How I Hacked My University's Grading System Using Python

📅March 17, 2020

🕒9 minute read

🏷

python

scripting

university

During the final stretch of each semester at a University, everyone is eager to know what their final grade will be. My University's grading system doesn't have a way of notifying you when any of your grades have been updated, so we have to navigate through the University's exceptionally slow, old and unresponsive website and wait for the grades to load up every single time. It's a real P.I.T.A.

My laziness decided this should be automated with Python.

General flow

My basic thought process for this was:

  • Login with University credentials .
  • Go into the grades section/page of the University dashboard .
  • Get grades by subject name (e.g. Calc 1, Algebra, etc).
    • Only first time => Save them as empty strings '' in a simple store (database)
  • Check subject by subject and compare current grade to last stored grade (e.g. 85 == '' ?)
  • If the current grade is different from last stored grade, send me an email telling me my grade has been updated.
  • Repeat every 10 minutes

My first solution involved using the requests library for getting each web page and beautifulsoup to scrape and obtain the necessary links and data.

After some clicks and skimming through the xhr requests on Chrome's devtools (thanks Google), I realized the website was using cookie-based authentication while making calls to an API served by the University itself for data like student info, classes and grades.

Authentication

Cookie-based authentication meant I had to keep a session open with my University credentials while making any API calls. For this I used requests's very own Session object.
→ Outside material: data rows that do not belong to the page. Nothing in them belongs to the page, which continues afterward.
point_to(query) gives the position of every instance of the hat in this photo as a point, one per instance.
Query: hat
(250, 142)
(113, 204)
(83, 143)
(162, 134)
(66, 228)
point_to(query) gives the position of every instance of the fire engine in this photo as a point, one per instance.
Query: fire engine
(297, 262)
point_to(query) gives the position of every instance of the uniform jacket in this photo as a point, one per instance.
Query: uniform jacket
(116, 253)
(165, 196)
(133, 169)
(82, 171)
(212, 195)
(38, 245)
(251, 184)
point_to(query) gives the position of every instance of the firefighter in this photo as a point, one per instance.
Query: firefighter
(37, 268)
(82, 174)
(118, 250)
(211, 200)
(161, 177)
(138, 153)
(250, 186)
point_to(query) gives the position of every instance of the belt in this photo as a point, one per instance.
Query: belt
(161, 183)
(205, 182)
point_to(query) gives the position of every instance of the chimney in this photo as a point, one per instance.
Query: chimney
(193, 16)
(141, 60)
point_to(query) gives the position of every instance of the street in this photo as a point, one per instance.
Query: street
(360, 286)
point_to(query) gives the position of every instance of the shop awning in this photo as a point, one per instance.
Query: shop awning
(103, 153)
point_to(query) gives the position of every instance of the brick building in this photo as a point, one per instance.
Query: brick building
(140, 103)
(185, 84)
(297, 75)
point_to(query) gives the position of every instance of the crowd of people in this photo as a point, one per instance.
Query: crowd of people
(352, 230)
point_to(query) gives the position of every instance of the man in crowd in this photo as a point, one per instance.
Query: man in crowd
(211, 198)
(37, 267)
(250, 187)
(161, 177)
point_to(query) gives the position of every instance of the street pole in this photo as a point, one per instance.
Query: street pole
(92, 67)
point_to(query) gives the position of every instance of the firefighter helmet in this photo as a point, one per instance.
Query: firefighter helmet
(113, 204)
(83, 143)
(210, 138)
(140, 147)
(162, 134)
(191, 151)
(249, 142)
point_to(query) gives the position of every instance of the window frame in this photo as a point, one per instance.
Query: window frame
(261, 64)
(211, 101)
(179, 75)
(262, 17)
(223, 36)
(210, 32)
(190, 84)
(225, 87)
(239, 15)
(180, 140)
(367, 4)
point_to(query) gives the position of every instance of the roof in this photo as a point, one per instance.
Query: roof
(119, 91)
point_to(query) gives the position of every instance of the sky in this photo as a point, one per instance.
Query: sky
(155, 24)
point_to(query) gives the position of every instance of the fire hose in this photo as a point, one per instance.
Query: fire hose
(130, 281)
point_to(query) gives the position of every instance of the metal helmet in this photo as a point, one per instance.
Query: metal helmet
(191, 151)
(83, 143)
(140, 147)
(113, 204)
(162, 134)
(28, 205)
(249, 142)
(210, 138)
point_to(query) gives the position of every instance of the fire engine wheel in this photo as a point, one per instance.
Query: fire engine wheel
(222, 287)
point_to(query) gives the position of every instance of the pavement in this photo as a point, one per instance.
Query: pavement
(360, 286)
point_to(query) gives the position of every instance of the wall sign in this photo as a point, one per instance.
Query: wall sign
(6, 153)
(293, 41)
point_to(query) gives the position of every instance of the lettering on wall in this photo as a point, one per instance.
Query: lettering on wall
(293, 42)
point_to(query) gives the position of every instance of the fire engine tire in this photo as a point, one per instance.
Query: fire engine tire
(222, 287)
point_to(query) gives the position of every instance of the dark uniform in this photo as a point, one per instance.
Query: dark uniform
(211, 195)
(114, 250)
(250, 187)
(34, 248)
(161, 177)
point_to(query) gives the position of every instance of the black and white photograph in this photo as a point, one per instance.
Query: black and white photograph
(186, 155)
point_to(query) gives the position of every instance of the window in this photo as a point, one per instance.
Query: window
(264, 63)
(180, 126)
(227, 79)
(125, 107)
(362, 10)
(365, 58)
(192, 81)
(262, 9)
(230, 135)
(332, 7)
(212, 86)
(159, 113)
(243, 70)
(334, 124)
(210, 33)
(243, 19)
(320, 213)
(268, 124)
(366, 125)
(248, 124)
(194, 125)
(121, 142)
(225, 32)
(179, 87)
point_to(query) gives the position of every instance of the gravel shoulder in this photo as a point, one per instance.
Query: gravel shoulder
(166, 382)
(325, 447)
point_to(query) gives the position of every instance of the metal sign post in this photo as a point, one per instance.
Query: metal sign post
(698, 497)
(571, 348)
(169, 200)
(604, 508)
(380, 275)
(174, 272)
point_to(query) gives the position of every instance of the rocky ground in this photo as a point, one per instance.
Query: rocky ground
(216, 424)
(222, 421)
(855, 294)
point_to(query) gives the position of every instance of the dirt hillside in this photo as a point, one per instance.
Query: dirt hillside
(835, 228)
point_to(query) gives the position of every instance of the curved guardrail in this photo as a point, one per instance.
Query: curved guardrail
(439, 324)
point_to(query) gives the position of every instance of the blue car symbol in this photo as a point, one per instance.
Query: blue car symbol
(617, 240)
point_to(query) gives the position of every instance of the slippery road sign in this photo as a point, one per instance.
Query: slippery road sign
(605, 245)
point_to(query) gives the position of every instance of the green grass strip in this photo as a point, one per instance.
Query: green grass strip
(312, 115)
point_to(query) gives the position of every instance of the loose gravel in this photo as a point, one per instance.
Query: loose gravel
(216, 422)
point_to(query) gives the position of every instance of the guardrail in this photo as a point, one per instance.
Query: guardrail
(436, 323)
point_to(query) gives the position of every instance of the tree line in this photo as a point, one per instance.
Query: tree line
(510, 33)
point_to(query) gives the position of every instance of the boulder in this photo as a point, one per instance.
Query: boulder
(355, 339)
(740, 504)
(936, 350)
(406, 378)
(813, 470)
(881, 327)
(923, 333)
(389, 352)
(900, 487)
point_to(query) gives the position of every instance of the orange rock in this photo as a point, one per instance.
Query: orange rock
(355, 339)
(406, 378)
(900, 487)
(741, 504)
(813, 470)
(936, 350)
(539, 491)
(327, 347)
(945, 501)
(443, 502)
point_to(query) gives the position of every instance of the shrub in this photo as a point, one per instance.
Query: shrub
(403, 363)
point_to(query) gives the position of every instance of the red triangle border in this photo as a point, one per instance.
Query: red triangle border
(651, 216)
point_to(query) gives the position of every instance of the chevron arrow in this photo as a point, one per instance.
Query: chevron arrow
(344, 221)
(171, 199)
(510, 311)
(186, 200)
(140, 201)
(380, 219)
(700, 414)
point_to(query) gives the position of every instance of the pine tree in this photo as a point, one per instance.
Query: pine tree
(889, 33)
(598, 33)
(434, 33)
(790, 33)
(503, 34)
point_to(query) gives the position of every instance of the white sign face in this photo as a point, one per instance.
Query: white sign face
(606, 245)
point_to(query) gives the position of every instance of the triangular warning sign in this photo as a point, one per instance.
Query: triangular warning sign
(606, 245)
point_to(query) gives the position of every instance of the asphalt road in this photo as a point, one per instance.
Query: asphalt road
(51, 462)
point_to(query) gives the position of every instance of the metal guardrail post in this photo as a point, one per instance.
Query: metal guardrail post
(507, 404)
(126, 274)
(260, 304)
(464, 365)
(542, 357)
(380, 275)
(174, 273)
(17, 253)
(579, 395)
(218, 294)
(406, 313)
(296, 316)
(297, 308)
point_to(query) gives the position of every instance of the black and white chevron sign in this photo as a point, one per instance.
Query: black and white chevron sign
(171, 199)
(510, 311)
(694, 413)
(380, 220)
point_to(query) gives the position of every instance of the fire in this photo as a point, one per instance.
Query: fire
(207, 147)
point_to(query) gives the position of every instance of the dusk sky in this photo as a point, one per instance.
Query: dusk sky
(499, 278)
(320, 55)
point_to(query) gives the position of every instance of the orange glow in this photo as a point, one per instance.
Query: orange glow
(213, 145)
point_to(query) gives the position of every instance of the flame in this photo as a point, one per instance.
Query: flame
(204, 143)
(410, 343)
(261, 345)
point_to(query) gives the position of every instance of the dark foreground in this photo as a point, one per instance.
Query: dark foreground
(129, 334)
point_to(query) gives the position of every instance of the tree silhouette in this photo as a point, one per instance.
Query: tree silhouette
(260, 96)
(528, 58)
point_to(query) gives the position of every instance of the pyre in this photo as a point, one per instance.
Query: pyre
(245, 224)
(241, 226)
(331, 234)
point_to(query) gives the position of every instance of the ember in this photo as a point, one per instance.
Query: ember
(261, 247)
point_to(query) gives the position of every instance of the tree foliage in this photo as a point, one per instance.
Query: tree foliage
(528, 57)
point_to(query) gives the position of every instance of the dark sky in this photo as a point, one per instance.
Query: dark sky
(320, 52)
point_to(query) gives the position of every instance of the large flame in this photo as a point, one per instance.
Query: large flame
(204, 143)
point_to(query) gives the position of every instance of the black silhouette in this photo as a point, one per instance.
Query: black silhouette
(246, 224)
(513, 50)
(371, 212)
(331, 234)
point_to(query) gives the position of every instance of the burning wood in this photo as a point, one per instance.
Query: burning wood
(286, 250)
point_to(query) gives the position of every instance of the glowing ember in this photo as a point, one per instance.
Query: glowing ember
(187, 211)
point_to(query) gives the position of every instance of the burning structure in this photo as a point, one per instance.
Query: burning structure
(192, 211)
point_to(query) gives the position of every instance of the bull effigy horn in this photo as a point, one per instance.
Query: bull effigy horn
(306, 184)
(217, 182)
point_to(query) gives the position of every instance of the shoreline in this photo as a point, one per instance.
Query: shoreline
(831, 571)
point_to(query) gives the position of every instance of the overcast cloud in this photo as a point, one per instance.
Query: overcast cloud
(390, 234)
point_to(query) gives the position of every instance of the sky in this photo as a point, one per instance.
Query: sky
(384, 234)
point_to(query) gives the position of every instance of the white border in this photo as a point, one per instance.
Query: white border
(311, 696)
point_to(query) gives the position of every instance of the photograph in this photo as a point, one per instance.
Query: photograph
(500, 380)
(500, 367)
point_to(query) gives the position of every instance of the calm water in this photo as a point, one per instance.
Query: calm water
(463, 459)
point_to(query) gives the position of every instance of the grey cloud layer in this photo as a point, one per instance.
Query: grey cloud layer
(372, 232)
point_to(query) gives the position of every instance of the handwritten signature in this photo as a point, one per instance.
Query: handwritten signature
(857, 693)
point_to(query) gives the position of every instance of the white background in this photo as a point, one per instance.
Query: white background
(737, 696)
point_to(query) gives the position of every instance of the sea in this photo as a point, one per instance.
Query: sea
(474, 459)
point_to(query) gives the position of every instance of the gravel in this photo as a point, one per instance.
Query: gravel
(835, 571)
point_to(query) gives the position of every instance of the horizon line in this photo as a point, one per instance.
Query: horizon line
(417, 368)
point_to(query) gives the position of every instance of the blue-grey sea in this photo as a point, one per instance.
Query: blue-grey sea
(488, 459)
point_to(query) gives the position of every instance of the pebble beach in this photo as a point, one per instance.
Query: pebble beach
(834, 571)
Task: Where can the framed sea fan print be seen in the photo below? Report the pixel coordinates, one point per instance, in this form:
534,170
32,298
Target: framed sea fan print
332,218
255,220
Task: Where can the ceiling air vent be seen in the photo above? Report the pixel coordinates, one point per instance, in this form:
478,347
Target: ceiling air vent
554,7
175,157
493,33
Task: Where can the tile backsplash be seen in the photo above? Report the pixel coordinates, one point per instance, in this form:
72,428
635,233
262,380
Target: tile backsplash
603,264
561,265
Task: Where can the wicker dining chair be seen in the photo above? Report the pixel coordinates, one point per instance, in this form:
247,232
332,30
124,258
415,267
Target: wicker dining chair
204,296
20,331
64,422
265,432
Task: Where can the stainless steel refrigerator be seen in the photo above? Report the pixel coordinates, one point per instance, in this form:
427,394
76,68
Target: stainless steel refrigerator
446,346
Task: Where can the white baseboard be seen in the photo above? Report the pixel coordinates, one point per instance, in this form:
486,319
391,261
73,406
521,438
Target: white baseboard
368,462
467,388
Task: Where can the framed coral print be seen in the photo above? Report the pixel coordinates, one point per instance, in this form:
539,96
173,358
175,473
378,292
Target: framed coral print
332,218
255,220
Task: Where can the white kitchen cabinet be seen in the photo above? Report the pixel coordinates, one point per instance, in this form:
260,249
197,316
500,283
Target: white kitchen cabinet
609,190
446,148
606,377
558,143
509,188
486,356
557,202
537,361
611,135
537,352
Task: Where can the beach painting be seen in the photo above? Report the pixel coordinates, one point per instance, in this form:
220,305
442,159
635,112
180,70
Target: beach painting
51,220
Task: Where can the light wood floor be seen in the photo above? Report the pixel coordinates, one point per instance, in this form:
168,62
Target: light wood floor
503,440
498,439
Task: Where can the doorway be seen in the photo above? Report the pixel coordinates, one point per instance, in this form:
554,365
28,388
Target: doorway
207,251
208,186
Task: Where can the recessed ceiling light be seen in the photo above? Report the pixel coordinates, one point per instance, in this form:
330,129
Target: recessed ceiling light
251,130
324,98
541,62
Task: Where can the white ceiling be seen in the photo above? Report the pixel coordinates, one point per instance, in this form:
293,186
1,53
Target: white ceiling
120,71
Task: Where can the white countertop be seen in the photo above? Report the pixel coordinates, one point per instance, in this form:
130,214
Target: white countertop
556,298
with requests.Session() as session:
    session.post(LOGIN_URL, data=form_data_login)

Any requests made after successfully logging in, will carry the corresponding credentials in cookies. So requests to authenticated endpoints can be made:

student_info = session.get(STUDENT_INFO_URL)

student_id = student_info.json().get('data').get('studentID')

Getting and storing grades

After opening a session with my credentials, I was able to make a request to a super secret API endpoint that returned my grades. The returned data included a subject (class) name, an id and the grade for each subject (e.g. Calc 1, 12345, 94). I decided to use the subject id as the identifier for each subject grade.

subjects = res.json().get('data')  # Retrieved data from uni api
for subject in subjects:
    subject_id = subject.get('subjectID')
    subject_grade = subject.get('subjectGrade')

For the store I used a redis-inspired Python package named pickledb that works as a store/database for simple operations and provides convenient methods for storing/getting objects.

store = pickledb.load(PICKLE_PATH, True)  # Load store

# ... for subject in subjects

if store.exists(subject_id):
    # this subject has already been stored, check if it has changed

else:
    # Register in store for first time
    store.set(subject_id, subject_grade)

Getting updates via email

I decided for the notifications to be delivered via email since its the most straight-forward and accessible method. The first thing I did was write a quick email helper class for sending email with SendGrid, which features an effortless setup.

# update_email.py

class GradeUpdateEmail:
    def __init__(self, to_email):
        self.to_email = Email(to_email)
        self.sg = sendgrid.SendGridAPIClient(apikey='SENDGRID_API_KEY')

    def send_update(self, grade_name, grade):
        subject = f'Grade updated for {grade_name}!'
        content = Content(
            'text/plain',
            f'Your grade for {grade_name} has been updated to {grade}.'
        )
        from_email = Email("noreply@erickdelfin.com")
        mail = Mail(from_email, subject, self.to_email, content)

        response = self.sg.client.mail.send.post(request_body=mail.get())

An email for each update would be sent anytime the send_update function invokes. This was to be done anytime a new grade was updated.

subjects = res.json().get('data')  # Retrieved data from uni api
for subject in subjects:
    subject_id = subject.get('subjectID')
    subject_grade = subject.get('subjectGrade')

    # Grade has changed
    if not subject_grade == old_grade:

        # Save new grade to store
        store.set(subject_id, subject_grade)

        # Send the email!
        email = GradeUpdateEmail(USER_EMAIL)
        email.send_update(subject_name, subject_grade)

Since the subjects are being iterated one by one, it doesn't matter if only one of grade is updated or 3 are updated simultaneously, an email will be sent for each one.

Running the script every 10 minutes

I needed a way of running this script every few minutes to check if any updates had been made. Luckily, Cron Jobs exist. They're used for scheduling tasks to run on a server. One thing I've always liked about Cron Jobs is the setup is very straight-forward. Just define any task (script) in the crontab file.


$ crontab -e

Adding my grade notifier script to the end of the crontab file that includes the time/sequence to wait between each execution (10 minutes in my case).

*/10 * * * * sh /home/nifled/uni-grade-notifier/sample-script.sh

Done! 🍻 I got it working by the end of the semester (right before professors started uploading final grades to the University's platform). I shared the code with some of my uni buddies and it has saved us a considerate amount of time. Time that we now can spend on being lazy doing something else.